Description: Error in Basic Instr function in case of case insensitive search with non-Latin letters. Steps to Reproduce: Run macro: Sub TestInstrFunction() MsgBox Instr(1, "α", "Α", 1) End Sub Actual Results: Result is 0. Expected Results: Must be 1. Arguments - Greek letter alpha (uppercase and lowercase). There is no error with Latin letters. Reproducible: Always User Profile Reset: No Additional Info: -
source code pointer: https://opengrok.libreoffice.org/xref/core/basic/source/runtime/methods.cxx?r=3482f590#888
Yes, the toAsciiUpperCase and toAsciiLowerCase functions MUST NOT be used when processing texts containing Unicode characters with codes>= U+0080.

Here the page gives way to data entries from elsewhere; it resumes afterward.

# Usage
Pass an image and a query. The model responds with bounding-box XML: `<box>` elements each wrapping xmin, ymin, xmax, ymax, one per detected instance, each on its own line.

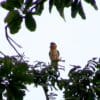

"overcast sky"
<box><xmin>0</xmin><ymin>0</ymin><xmax>100</xmax><ymax>100</ymax></box>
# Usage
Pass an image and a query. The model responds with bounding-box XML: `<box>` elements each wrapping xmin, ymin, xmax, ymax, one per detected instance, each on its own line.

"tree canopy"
<box><xmin>0</xmin><ymin>0</ymin><xmax>100</xmax><ymax>100</ymax></box>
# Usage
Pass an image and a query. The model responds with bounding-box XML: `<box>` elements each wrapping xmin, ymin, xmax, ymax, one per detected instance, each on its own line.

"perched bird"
<box><xmin>49</xmin><ymin>42</ymin><xmax>60</xmax><ymax>62</ymax></box>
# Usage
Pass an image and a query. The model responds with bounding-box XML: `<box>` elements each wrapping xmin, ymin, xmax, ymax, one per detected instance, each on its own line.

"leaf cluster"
<box><xmin>1</xmin><ymin>0</ymin><xmax>98</xmax><ymax>34</ymax></box>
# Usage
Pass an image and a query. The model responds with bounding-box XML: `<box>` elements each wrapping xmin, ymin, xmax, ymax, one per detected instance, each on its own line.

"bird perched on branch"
<box><xmin>49</xmin><ymin>42</ymin><xmax>60</xmax><ymax>67</ymax></box>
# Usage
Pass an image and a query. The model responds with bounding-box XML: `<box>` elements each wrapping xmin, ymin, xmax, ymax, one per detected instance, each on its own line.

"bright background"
<box><xmin>0</xmin><ymin>0</ymin><xmax>100</xmax><ymax>100</ymax></box>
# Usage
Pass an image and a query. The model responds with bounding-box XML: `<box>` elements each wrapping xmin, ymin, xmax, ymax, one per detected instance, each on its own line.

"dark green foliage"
<box><xmin>0</xmin><ymin>53</ymin><xmax>100</xmax><ymax>100</ymax></box>
<box><xmin>1</xmin><ymin>0</ymin><xmax>98</xmax><ymax>34</ymax></box>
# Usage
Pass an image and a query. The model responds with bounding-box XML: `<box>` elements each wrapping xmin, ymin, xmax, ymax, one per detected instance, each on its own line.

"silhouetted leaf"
<box><xmin>49</xmin><ymin>0</ymin><xmax>54</xmax><ymax>12</ymax></box>
<box><xmin>55</xmin><ymin>0</ymin><xmax>65</xmax><ymax>19</ymax></box>
<box><xmin>5</xmin><ymin>10</ymin><xmax>22</xmax><ymax>34</ymax></box>
<box><xmin>1</xmin><ymin>0</ymin><xmax>21</xmax><ymax>10</ymax></box>
<box><xmin>85</xmin><ymin>0</ymin><xmax>98</xmax><ymax>10</ymax></box>
<box><xmin>25</xmin><ymin>13</ymin><xmax>36</xmax><ymax>31</ymax></box>
<box><xmin>78</xmin><ymin>1</ymin><xmax>86</xmax><ymax>19</ymax></box>
<box><xmin>71</xmin><ymin>0</ymin><xmax>78</xmax><ymax>18</ymax></box>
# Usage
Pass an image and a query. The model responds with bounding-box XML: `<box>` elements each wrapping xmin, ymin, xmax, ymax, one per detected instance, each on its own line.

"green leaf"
<box><xmin>78</xmin><ymin>1</ymin><xmax>86</xmax><ymax>19</ymax></box>
<box><xmin>5</xmin><ymin>10</ymin><xmax>22</xmax><ymax>34</ymax></box>
<box><xmin>55</xmin><ymin>0</ymin><xmax>65</xmax><ymax>19</ymax></box>
<box><xmin>49</xmin><ymin>0</ymin><xmax>54</xmax><ymax>13</ymax></box>
<box><xmin>85</xmin><ymin>0</ymin><xmax>98</xmax><ymax>10</ymax></box>
<box><xmin>25</xmin><ymin>0</ymin><xmax>33</xmax><ymax>9</ymax></box>
<box><xmin>1</xmin><ymin>0</ymin><xmax>21</xmax><ymax>10</ymax></box>
<box><xmin>71</xmin><ymin>0</ymin><xmax>78</xmax><ymax>18</ymax></box>
<box><xmin>25</xmin><ymin>13</ymin><xmax>36</xmax><ymax>31</ymax></box>
<box><xmin>64</xmin><ymin>0</ymin><xmax>72</xmax><ymax>7</ymax></box>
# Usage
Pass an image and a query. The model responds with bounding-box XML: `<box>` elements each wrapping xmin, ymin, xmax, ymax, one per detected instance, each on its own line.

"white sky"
<box><xmin>0</xmin><ymin>0</ymin><xmax>100</xmax><ymax>100</ymax></box>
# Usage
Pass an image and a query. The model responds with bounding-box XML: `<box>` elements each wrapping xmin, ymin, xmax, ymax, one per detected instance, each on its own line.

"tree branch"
<box><xmin>5</xmin><ymin>25</ymin><xmax>21</xmax><ymax>56</ymax></box>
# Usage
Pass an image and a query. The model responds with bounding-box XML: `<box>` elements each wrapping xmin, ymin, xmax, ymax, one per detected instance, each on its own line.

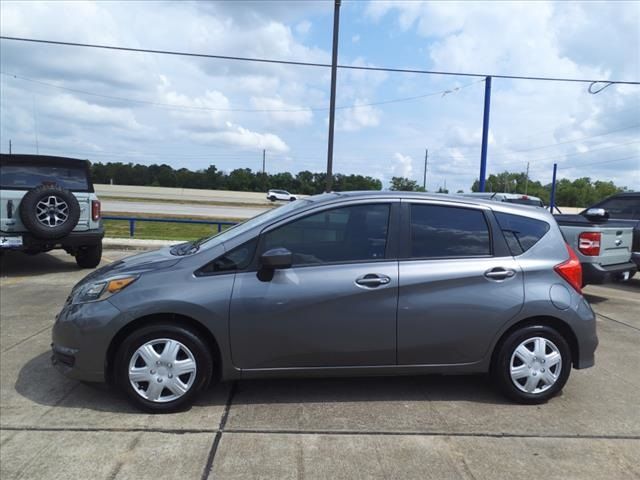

Confirmed in: Version: 7.2.0.0.alpha0+ (x64) / LibreOffice Community Build ID: db35b9086476259fa2c047f2e4dfe7862d026530 CPU threads: 6; OS: Windows 10.0 Build 19042; UI render: Skia/Raster; VCL: win Locale: de-DE (de_DE); UI: en-US Calc: CL
Andreas Heinisch committed a patch related to this issue. It has been pushed to "master": https://git.libreoffice.org/core/commit/7a578c06352328799c644e0399f14d58b05246f9 tdf#139840 - Case-insensitive operation for non-ASCII characters It will be available in 7.2.0. The patch should be included in the daily builds available at https://dev-builds.libreoffice.org/daily/ in the next 24-48 hours. More information about daily builds can be found at: https://wiki.documentfoundation.org/Testing_Daily_Builds Affected users are encouraged to test the fix and report feedback.
Note that the Unicode standard defines a concept of locale-independent "default caseless matching" (D144 in section 3.13 "Default Case Algorithms", <https://www.unicode.org/versions/Unicode13.0.0/ch03.pdf>), which might be more appropriate to use here than any specific locale-dependent approach.
Colleagues, thank you very much for your attention to the topic and the bug fix!
There is still an error with this fix. Consider: Sub Test() MsgBox InStr(2, "Straße", "s") End Sub it should return 0 instead of 5. The error comes from the fact that the German ß is replaced using SS.
As Mike Kaganski pointed out in gerrit: "It might be a tough problem. Note that in Writer, not using regular expressions nor case-sensitive search, the Find & Replace (Ctrl+H) behaves as InStr - it finds 's' in 'ß'. Interesting fact: entering 'ß' in Google Chrome's search box finds 'ss'." So, Sub Test() MsgBox InStr(2, "Straße", "s") End Sub should indeed return 5 to make it consistent with Writer etc.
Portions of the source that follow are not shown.